Having established the name of the factors and the variable grouped within them, I ran descriptive statistics tests for each variable to determine which ones were more frequent, and which were less. Variables that were less frequent and/or represented actions that were less likely to happen in the game had a higher weight. That is, doing something that required you to move a lot, spend resources and more time should weigh more than an action that could be done many times with less effort. The exact weight of each variable was arbitrarily determined.

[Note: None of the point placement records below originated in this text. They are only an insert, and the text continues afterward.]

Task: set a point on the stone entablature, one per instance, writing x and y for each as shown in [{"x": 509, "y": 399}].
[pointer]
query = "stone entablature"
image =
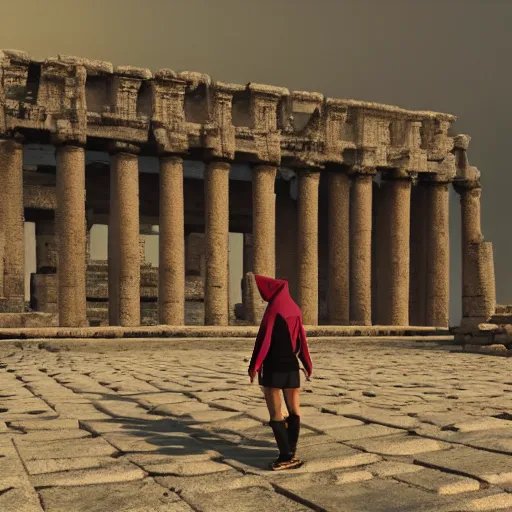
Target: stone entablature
[
  {"x": 80, "y": 100},
  {"x": 376, "y": 250}
]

Having weighed each variable, I had a formula for each of the seven factors. The formula was ran for all players from the testing sample, and the seven scores were obtained for each. That left me with a set of data to serve as reference for the percentile values. Each factor data was divided in cutpoints for 20 equal groups, giving me 5, 10, 15, ...,95 percentile values. Those are the values to which player’s performance is compared in the ending of Polymorphous Perversity to generate the diagnosing percentiles.
Limitations
Numerous arguments can be raised about the validity of my diagnosing system. I would be interested in discussing them, but like I said, Polymorphous Perversity is not a psychological test, and there is no scientific pretension behind it. Also, I’m not willing to change the game in any way after it’s released.
My greatest limitation was probably the number of testers. I was aiming for 100, which would represent a fair sample. I got almost 300 people testing the game, but for numerous reasons, only 23 sent me their savefiles. So I only got data from 23 players. Yes, not very representative.

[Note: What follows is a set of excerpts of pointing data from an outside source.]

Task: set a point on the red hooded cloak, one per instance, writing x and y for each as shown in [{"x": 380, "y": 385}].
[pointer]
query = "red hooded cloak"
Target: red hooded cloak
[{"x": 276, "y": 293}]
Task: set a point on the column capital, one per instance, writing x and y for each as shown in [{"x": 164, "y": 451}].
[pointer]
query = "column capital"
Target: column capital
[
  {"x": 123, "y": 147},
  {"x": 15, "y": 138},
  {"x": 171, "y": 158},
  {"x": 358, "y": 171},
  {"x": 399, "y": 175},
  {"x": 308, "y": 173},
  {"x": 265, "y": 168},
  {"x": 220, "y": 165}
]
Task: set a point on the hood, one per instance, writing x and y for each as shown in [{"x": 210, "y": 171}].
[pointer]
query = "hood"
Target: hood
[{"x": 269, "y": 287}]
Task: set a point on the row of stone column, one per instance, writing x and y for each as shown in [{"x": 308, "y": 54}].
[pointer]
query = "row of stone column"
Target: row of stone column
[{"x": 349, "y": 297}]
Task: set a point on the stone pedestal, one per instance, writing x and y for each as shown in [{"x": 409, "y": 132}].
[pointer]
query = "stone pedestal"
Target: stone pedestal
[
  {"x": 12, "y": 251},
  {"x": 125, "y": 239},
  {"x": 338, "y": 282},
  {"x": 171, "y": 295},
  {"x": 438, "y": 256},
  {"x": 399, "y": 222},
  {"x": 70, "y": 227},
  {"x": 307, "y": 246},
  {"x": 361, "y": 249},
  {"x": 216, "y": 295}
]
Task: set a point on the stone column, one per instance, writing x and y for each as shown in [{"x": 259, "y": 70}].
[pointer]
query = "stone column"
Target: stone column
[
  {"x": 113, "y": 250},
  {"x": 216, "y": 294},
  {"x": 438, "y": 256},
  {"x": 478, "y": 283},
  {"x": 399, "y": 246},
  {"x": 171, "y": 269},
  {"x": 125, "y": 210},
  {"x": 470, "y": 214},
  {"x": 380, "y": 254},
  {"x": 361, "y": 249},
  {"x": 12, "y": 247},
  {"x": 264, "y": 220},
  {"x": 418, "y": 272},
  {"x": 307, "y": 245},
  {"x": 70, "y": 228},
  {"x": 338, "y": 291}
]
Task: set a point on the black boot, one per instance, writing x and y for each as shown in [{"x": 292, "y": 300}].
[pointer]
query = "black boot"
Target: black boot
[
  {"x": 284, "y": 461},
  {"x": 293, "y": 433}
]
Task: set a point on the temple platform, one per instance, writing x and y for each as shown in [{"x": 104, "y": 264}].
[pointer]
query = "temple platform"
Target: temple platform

A second problem would be the frequency-based scoring. In theory, a player who does everything in the game many times would score high on everything, which is not appropriate for diagnosis. A player who is very pragmatic and rushes through the game would score low on most factors. I expect this to be true only in extreme cases, though. In my sample there were players who explored more, acted more, did more things, and there were players who skipped parts of the game and rushed to the end. Players who explored more did not necessarily scored higher in everything. The factors seem to discriminate players well.

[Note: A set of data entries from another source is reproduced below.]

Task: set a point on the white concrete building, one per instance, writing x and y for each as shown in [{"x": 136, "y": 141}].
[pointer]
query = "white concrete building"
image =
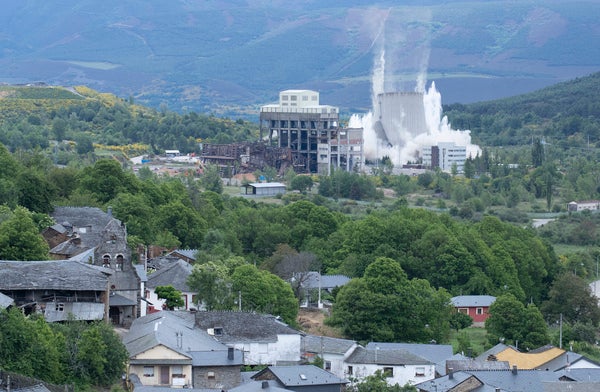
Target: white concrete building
[
  {"x": 445, "y": 155},
  {"x": 333, "y": 351},
  {"x": 264, "y": 339},
  {"x": 399, "y": 366}
]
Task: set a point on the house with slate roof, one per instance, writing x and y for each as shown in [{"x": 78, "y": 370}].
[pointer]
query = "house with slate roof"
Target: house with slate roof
[
  {"x": 475, "y": 306},
  {"x": 436, "y": 353},
  {"x": 58, "y": 289},
  {"x": 189, "y": 255},
  {"x": 333, "y": 351},
  {"x": 264, "y": 339},
  {"x": 167, "y": 350},
  {"x": 515, "y": 380},
  {"x": 314, "y": 281},
  {"x": 90, "y": 228},
  {"x": 259, "y": 386},
  {"x": 174, "y": 274},
  {"x": 5, "y": 301},
  {"x": 399, "y": 366},
  {"x": 308, "y": 378}
]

Lastly, there was a high amount of subjectivity in creating the factors and their formula. I arbitrarily included variables, eliminated some, weighed them, and named the factors. By arbitrarily I mean subjectively, not randomly! A different person would have made different judgments on those aspects.
In conclusion, Polymorphous Perversity sexual diagnosing system is not perfect, but it is there. Interpret your scores as you wish.
I am having trouble getting the game to load on a Mac. It is installed, just not running. Any suggestions?